Saturday, 11 September 2010

Zea mays - Maize (Corn)

(Sentence added on 16 Sept: Today I saw corn on the cob for sale in Booths our local supermarket - 65p or three for a pound!. I wonder if it is local?)
Pictures taken on 2nd September in a field near Gargrave
Maize Zea mays 
Grass of the Month - September
1: January - Reed Canary Grass - Phalaris arundinacea 
2: February - The Common Reed - Phragmites australis
3: March - Blue Moor-grass - Sesleria caerulea
4: April - Sweet Vernal Grass - Anthoxanthum odoratum
5: May - Meadow Foxtail - Alopecurus pratensis 
6: June - Quaking Grass - Briza media 
7: July- Timothy Grass - Phleum pratense
8: August - Common Bent - Agrostis capillaris
9. September - Maize - Zea mays

We think of maize / corn on the cob as yellow grains in a tin at the grocers / supermarket -

Yet did you know that:
The great majority of the maize grown in USA and Europe is grown as cattle feed (the whole plant is harvested)
The three cereals Maize, Wheat and Rice supplyalmost two thirds of the worlds calories
Although a cultivated plant, maize can grow as a garden escape so is now included in flower books such as Stace

My memories of maize:-
  1. In a little patch in our Yorkshire suburban garden, in July and August, hoping the summer would be long enough for the cobs to ripen.
  2. In A level biology classes -genetics- of us being shown colourful cobs with grains of different colours
  3. As a student worker at the Grassland Research Institute, Hurley:- taking some cobs away at the weekend to boil and share with relatives. Cobs from maize growing as cattle feed.
  4. In West Africa including Sierra Leone, there was a season when maize was for sale, roasted at roadsides for passing travellers. It was grown intercropped on sandy soil in Niger. In fact it was about the only plant I recognised when I first went to Sierra Leone.
  5. I once found some young leaves growing on the harbour at Watchet in Somerset, and puzzled what grass it could be.
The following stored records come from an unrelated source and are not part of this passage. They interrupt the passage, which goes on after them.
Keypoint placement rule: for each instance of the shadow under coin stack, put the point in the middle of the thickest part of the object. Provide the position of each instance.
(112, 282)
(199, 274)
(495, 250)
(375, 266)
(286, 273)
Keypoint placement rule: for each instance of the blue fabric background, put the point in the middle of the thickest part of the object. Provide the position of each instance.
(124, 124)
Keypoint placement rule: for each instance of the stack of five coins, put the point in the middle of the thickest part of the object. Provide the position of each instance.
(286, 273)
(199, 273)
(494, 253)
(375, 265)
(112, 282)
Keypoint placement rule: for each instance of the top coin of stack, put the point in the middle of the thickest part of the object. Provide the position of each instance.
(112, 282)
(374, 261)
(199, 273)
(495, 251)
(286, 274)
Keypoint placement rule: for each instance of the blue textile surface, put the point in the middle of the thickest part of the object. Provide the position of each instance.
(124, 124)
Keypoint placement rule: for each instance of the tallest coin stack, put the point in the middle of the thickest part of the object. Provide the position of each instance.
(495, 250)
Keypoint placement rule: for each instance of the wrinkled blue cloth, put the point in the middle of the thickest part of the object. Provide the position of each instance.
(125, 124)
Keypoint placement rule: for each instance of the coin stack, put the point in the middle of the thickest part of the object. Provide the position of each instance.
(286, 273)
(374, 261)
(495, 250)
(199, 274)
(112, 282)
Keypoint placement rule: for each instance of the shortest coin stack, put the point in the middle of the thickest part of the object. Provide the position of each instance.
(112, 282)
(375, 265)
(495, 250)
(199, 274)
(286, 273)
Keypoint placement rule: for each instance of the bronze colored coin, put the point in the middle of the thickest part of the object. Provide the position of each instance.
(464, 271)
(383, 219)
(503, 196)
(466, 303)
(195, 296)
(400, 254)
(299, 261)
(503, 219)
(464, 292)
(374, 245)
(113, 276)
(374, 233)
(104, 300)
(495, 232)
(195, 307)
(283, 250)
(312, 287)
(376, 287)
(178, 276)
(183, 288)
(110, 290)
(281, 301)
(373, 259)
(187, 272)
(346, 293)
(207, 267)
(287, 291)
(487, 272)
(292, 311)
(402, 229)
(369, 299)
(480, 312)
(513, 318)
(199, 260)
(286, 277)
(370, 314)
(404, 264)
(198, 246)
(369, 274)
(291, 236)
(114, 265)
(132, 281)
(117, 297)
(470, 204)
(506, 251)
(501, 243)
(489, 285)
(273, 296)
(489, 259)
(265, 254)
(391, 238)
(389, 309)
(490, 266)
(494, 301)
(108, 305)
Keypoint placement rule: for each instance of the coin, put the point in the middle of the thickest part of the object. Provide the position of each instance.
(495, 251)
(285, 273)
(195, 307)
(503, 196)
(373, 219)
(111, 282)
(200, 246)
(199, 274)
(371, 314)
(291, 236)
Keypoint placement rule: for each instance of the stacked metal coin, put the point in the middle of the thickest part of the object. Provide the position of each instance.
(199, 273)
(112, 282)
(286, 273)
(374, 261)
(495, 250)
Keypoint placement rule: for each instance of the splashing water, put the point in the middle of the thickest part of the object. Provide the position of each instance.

It has wide leaves and a ligule with hairs along the edge of the ligule.
  6. We see it in the UK occasionally in farmers fields in the UK - and say "Look - there's some maize"
Much of the maize imported as cattle feed to the UK is GM maize.

There is much to learn about maize. e.g.:-
Facts and figures on Food and Biodiversity

Here is another big grass:-  Miscanthus near Copt Hewick near Ripon, in the last week of August. It is used for biofuel.

"This is really not very good for biodiversity- there are no plants growing underneath it." I thought.

But then  looking at the maize, there are no other plants under that ..

and under wheat and barley there will be no other plants.  That is why the RSPB is so keen on having wide field margins that allow other species to grow, to provide food for insects and birds.

At least there is a wide filed margin here.